As part of a coordinated rescue effort, two GE CT7-powered Sikorsky S-92s (operated by CHC Helicopter Norway) were among five helicopters that sprang into action to assist in this daring rescue operation. While battling the elements, collectively, the aircraft airlifted 479 passengers – 15 at a time – safely to shore.
Flying with Valor: The Bell V-280 Hits its Namesake Cruising Speed
Building on a full year’s worth of testing and more than 85 hours of flight time, the Bell V-280 Valor, powered by GE’s T64 turboshaft engines, reached its namesake cruising speed of 280 knots true airspeed in January.
The V-280 Valor is a next-generation tiltrotor that is designed to provide a vertical-lift aircraft for the U.S. military demonstrating unmatched sustainability, agility, speed, range and payload capabilities at an affordable cost.

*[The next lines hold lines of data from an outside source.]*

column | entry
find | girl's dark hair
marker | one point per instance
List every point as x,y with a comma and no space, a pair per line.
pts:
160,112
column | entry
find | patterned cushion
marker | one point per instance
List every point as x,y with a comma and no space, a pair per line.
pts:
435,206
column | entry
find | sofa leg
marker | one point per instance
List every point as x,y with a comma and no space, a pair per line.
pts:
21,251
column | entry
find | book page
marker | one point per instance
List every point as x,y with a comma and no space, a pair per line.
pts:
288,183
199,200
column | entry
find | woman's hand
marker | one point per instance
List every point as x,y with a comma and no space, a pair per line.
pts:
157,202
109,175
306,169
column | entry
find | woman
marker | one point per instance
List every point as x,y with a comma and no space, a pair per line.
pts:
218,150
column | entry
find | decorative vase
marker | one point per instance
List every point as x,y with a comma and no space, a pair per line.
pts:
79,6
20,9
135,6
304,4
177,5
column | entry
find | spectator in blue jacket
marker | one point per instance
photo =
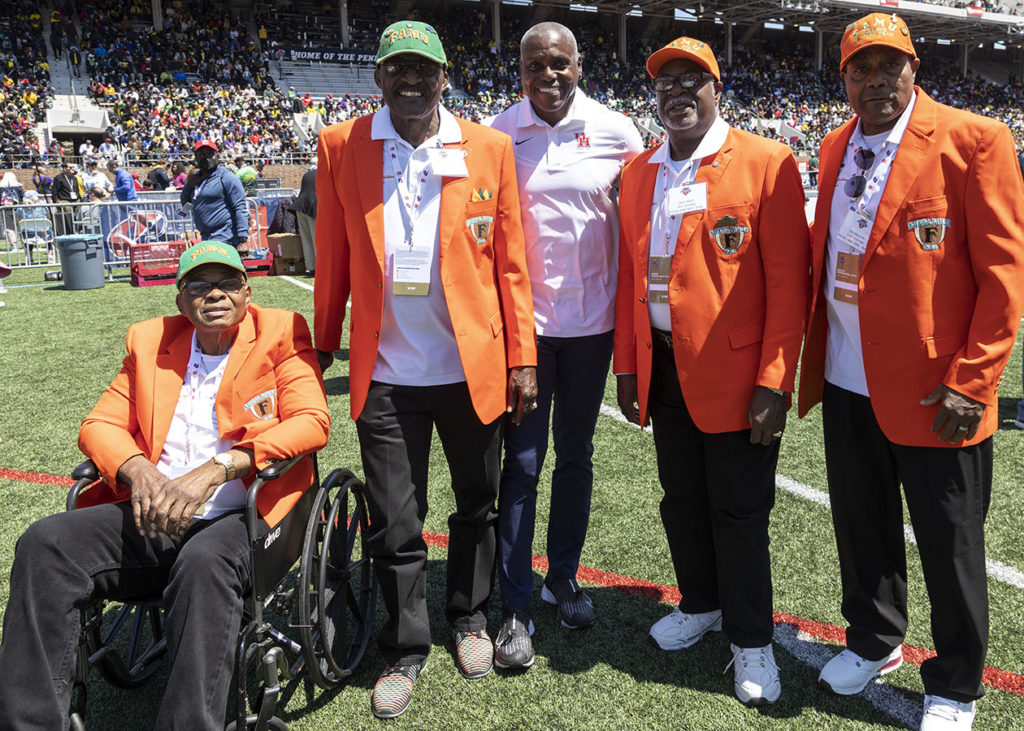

“It is a remarkable achievement to hit this airspeed for the V-280 Valor in just over a year of flight testing. Beyond the exemplary speed and agility of this aircraft, this significant milestone is yet another proof point that the V-280 is mature technology,” said Keith Flail, vice president of Advanced Vertical Lift Systems at Bell.
Ready for the long run: Lynn’s new T408 engine assembly opens
GE Aviation held a ribbon-cutting ceremony at its Lynn, Mass., plant in December to mark the opening of the new T408 engine general assembly and prep-to-ship area.
In 2006, the T408 was selected to power the three-engine CH-53K King Stallion, the U.S. Marine Corps’ new heavy-lift helicopter. In late 2017, GE the U.S. Naval Air Systems Command (NAVAIR) awarded GE Aviation a $143M Low-Rate Initial Production (LRIP) contract to build 22 T408-GE-400 engines.
The T408 gives the CH-53K helicopter the power to carry a 27,000-pound external load over a mission radius of 110 nautical miles in hot weather conditions, nearly triple the external load carrying capacity of current aircraft.
GE Aviation’s CT7-2F1 engine receives FAA certification
The newest member of GE’s CT7 engine family, the CT7-2F1, achieved type certification by the Federal Aviation Administration. This milestone is a big step forward for entry into service of the CT7-2F1-powered Bell 525 Relentless, the world’s first fly-by-wire commercial helicopter, designed to operate safely and reliably in austere environments and with decreased pilot workload.
The 2000 SHP-class rotocraft engine will provide the Bell 525 Relentless with up to 2,129 SHP for emergencies and 1979 SHP for takeoff.
Flight Hour service now offered for CT7 helicopter engines
GE Aviation announced today its TrueChoiceTM Commercial Services program is now offered for its CT7 helicopter engine family. This includes the CT7-2F1 powering the Bell 525, the CT7-2E1 powering the Leonardo AW189 and the CT7-8A powering the Sikorsky S-92.